Waterloo-Cedar Falls Courier Becomes a Link in Misinformation Chain

In a recent guest editorial “End the Biden farm tax before it buries Iowa’s family farms” published by the Waterloo-Cedar Falls Courier, readers were told that President Biden “slapped” a tax on fertilizer in 2021 that doubled prices and put Iowa farmers on the brink. It’s an alarming claim – and it is also false.

The writer’s argument collapses under the weight of the editorial’s omissions. Global fertilizer prices did not previously spike because of any presidential action.

They rose everywhere in the world, including in countries with no fertilizer duties, no new trade policies, and no parallel to the U.S. situation. Fertilizer prices climbed in Canada, Brazil, Europe, and Australia by nearly the same magnitude as in the U.S.

When the price rises globally, the cause is global. That is the fundamental truth missing from the editorial.

Legal Reality, Not Political Spin

Let’s start with the writer’s central claim that Biden personally imposed a “fertilizer tax” on American farmers. He didn’t. He legally couldn’t have.

Here is what happened. In 2020, Mosaic, a U.S. fertilizer corporation, filed a petition accusing Moroccan and Russian producers of receiving government subsidies and undercutting U.S. fertilizer prices.

Under U.S. law, such a petition triggers a mandatory investigation and the International Trade Commission – a bipartisan, independent body – is required to rule on whether injury occurred. If injury is found, countervailing duties must be imposed. Not by presidential order. Not by executive preference. By statute.

The 2021 duties were not Biden’s idea, not Biden’s initiative, and not Biden’s discretionary policy. They were the legal outcome of Mosaic’s petition and the ITC’s ruling.

If one disagrees with the existence of countervailing duties, the target is not the White House – it is the trade-remedy law Congress wrote decades ago.

Global Forces, Not Domestic Politics

So, what caused fertilizer prices to spike?

A perfect storm that hit every continent. Natural gas price shocks (the primary input for nitrogen fertilizer), commodity volatility following COVID-19, shipping constraints and supply chain disruption, China’s fertilizer export restrictions, and Russia’s invasion of Ukraine.

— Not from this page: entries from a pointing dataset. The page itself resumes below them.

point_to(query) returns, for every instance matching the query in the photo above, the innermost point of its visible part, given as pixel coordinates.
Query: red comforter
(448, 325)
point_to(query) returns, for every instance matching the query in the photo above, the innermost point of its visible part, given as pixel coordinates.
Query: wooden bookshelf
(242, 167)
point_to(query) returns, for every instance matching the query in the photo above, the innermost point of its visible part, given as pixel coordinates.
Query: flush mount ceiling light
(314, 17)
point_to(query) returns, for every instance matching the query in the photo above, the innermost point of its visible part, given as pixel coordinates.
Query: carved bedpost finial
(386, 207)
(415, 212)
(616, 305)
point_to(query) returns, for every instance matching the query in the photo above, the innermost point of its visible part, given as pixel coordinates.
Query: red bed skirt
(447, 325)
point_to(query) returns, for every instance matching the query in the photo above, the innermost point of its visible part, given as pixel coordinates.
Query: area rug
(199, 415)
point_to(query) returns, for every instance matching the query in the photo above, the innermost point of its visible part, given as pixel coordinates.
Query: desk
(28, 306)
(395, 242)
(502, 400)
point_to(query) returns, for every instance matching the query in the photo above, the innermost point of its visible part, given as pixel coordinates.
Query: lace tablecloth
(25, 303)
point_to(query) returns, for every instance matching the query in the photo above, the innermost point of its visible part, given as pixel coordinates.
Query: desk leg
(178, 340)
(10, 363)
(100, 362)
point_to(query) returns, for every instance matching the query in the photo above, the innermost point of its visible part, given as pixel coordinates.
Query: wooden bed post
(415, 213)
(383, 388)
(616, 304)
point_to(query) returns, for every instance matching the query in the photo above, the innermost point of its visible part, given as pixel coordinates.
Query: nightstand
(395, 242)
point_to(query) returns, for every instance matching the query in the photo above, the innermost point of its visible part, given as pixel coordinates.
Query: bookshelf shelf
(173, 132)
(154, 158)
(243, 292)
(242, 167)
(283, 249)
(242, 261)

None of those factors were addressed in the Courier editorial, even though they accounted for the vast majority of the price increases seen worldwide.

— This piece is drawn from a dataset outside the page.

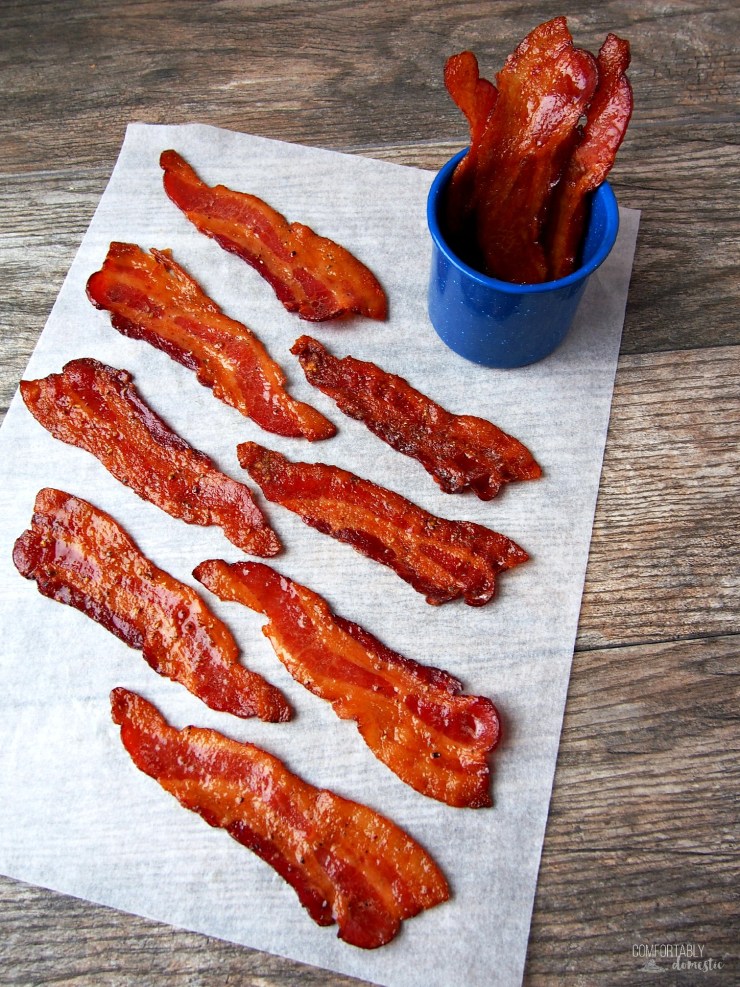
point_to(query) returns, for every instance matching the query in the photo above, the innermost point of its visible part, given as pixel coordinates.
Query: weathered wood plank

Blaming a narrow, legally required duty on two countries for a global market shock is not analysis – it is misdirection.

What the Editorial Did Not Mention: Trump’s 2025 Fertilizer Tariffs

While the Courier’s guest editorial devotes paragraphs to a mischaracterized 2021 event, it ignores a much more significant reality: the reciprocal tariffs imposed by the Trump administration in 2025.

Those tariffs hit fertilizer from multiple countries. They raised costs for farmers across the Midwest. And they were so economically painful that the administration quietly rolled them back just weeks ago.

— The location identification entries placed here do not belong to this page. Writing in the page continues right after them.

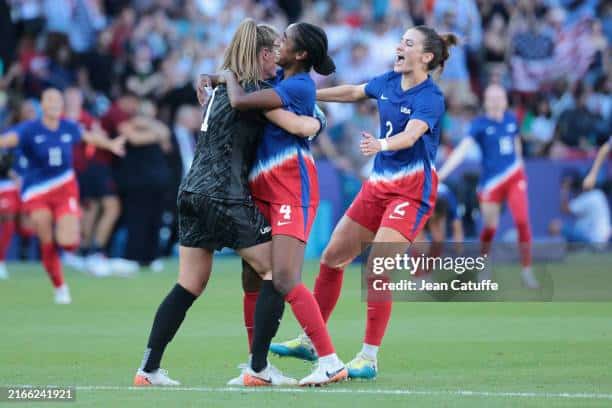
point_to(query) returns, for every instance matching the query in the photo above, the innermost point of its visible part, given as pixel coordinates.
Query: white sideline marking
(333, 390)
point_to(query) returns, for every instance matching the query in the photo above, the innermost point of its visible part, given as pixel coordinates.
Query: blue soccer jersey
(48, 154)
(284, 171)
(496, 140)
(411, 171)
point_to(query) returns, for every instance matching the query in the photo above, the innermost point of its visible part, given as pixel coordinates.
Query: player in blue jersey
(285, 187)
(49, 190)
(397, 199)
(503, 178)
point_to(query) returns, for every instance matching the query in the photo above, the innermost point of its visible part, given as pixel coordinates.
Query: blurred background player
(398, 198)
(445, 217)
(98, 193)
(285, 187)
(49, 190)
(216, 209)
(503, 177)
(12, 165)
(602, 155)
(9, 206)
(589, 210)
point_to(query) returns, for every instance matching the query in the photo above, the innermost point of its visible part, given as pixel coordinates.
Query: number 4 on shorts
(286, 211)
(398, 211)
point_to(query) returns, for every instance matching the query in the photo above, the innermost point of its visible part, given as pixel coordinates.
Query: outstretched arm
(342, 93)
(101, 140)
(264, 99)
(591, 178)
(8, 140)
(455, 158)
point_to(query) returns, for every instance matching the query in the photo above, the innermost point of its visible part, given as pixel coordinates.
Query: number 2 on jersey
(55, 156)
(505, 145)
(389, 127)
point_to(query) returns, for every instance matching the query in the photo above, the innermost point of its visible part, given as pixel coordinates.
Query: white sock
(330, 360)
(369, 351)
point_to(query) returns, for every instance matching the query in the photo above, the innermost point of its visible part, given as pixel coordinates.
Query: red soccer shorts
(10, 201)
(61, 200)
(286, 219)
(404, 214)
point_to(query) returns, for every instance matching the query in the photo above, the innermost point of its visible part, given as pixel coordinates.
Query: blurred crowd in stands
(133, 65)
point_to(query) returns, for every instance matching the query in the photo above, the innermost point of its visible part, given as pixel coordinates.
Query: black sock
(168, 319)
(268, 312)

You cannot understand fertilizer prices today without acknowledging the damage done by those tariffs. Yet the guest commentary never mentions them. Facts omitted are just as important as facts misstated.

The Danger of Political Narratives Masquerading as Policy Analysis

Iowa farmers deserve better than oversimplified political talking points. They deserve full context – the truth about markets, trade law, and global supply chains.

And they deserve an honest conversation about the consolidation of the fertilizer industry, which has reduced competition and increased pricing power far more than any temporary duty on Morocco or Russia ever could.

To blame one politician for an international supply shock is to insult the intelligence of the very farmers the editorial claims to defend.

Iowa Farmers Need Solutions, Not Scapegoats

If the goal is truly to support agriculture, then we should discuss strengthening competition in input markets; transparency in corporate pricing; diversified supply chains; better protection for farmers against global volatility, and fair-trade enforcement that prevents foreign commodity dumping from undermining U.S. producers.

Those are serious conversations. They do not begin with a myth about a nonexistent Biden tax.

Conclusion

The fertilizer crisis was real. The pain to Iowa farmers was real. But the explanation in the Courier’s guest editorial was not.

We can – and must – debate policy honestly, but we cannot build good policy on bad information.

If we want to support Iowa agriculture, we should start by telling the truth.

Editor’s Note: We contacted the Courier’s editorial staff for comment about our analysis. They did not respond.